Her invitation to practice law in D.C. became comical soon after keynote speaker Gerry Spence came to the podium. Thank goodness that the dinner organizers had not vetted Spence, or else invited him despite what he was about to tell the audience (he probably was invited due to his reputation as a great trial lawyer who had won some huge jury money verdicts), which was to urge us NOT to return to practice law in D.C., but to spread out across the nation’s smaller towns, underserved by lawyers, to serve people, not corporations. This painfully dull conformist law firm dinner had turned to electrifying once Gerry Spence started speaking.
Gerry’s talk included the conflict he dealt with in taking a special appointment, when in private practice, to prosecute a death penalty case when he was opposed to capital punishment. I tried asking him about that during the question and answer session, but he did not hear me. When I asked him face-to-face, he said the answer was in his book Gunning for Justice. The answer in his book has never persuaded me. He talked about wanting to hunt when he finished law school, and that wearing his sheepskin jacket reminded him of his hunting days, for better or worse. He told us about doing well in law school out of fear of failure; I appreciated the willingness of a great trial lawyer to share his weaknesses, and learned at the TLC that showing our true selves, warts and all, is essential on the road to persuasion. He told his many-times-repeated story about how he switched from representing corporations to only people, when he encountered at the grocery store the same injury plaintiff he had beaten down just hours before in the courthouse. The man reassured Gerry that Gerry was just doing his job, and Gerry says he could not take that he was just doing his job in the way he had treated this injured man by winning against him.
Six years later, Gerry, in concert with other lawyers, opened the Trial Lawyers College at his beautiful ranch ten miles from the nearest paved road, outside Dubois, Wyoming. A few months after the maiden TLC session, I met my soon-to-be most valued trial law teacher Steve Rench who urged the benefits of attending the TLC. Steve’s recommendation and full-month presence at the TLC were enough for me to apply and attend, when competition was apparently fierce for admission to the TLC.
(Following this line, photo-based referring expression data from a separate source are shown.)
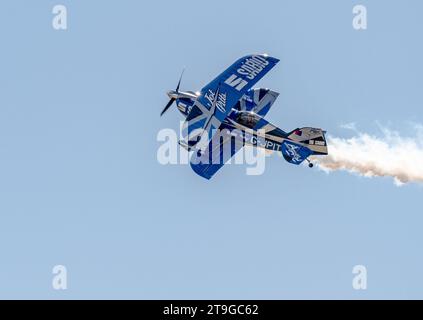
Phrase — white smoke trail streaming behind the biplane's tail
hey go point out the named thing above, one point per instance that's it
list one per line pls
(389, 155)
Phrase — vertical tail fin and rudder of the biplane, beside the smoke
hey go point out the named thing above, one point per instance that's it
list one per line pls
(313, 138)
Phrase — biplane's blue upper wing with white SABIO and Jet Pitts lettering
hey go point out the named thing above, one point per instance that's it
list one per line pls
(219, 96)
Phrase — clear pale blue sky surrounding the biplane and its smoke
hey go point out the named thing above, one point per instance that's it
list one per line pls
(80, 184)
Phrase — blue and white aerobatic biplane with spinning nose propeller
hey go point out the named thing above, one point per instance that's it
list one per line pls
(228, 113)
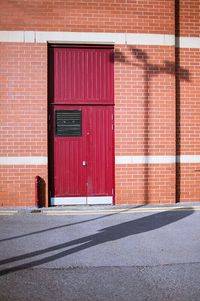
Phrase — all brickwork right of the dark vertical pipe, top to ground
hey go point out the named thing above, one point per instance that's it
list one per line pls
(188, 95)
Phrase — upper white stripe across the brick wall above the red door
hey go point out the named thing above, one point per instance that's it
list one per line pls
(98, 37)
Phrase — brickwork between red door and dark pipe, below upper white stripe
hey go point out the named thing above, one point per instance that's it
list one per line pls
(145, 122)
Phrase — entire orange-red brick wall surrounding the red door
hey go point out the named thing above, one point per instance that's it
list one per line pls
(156, 95)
I spent three often lonely-feeling years at my first law firm in those pre-Internet days, feeling without birds of a feather at the firm to share with anyone my vision for my life and practice of law. I sustained my optimism for getting on track with my devotion to helping make the world a better place with such inspirations as Gerry Spence and his 1988 speech, then-NORML national director and trial lawyer Don Fiedler, and meeting birds of a feather at a subsequent annual conference of the
National Organization for the Reform of Marijuana Laws
and a local gathering of American Civil Liberties Union members.
Had I attended law school purely as a way to make money or on the path of trying to figure out what to do with my life, I may not have discovered my path to criminal defense and civil liberties defense. Fortunately, I finally tuned out the naysayers who saw me as naive for my reasons for going to law school, to make the world a better place.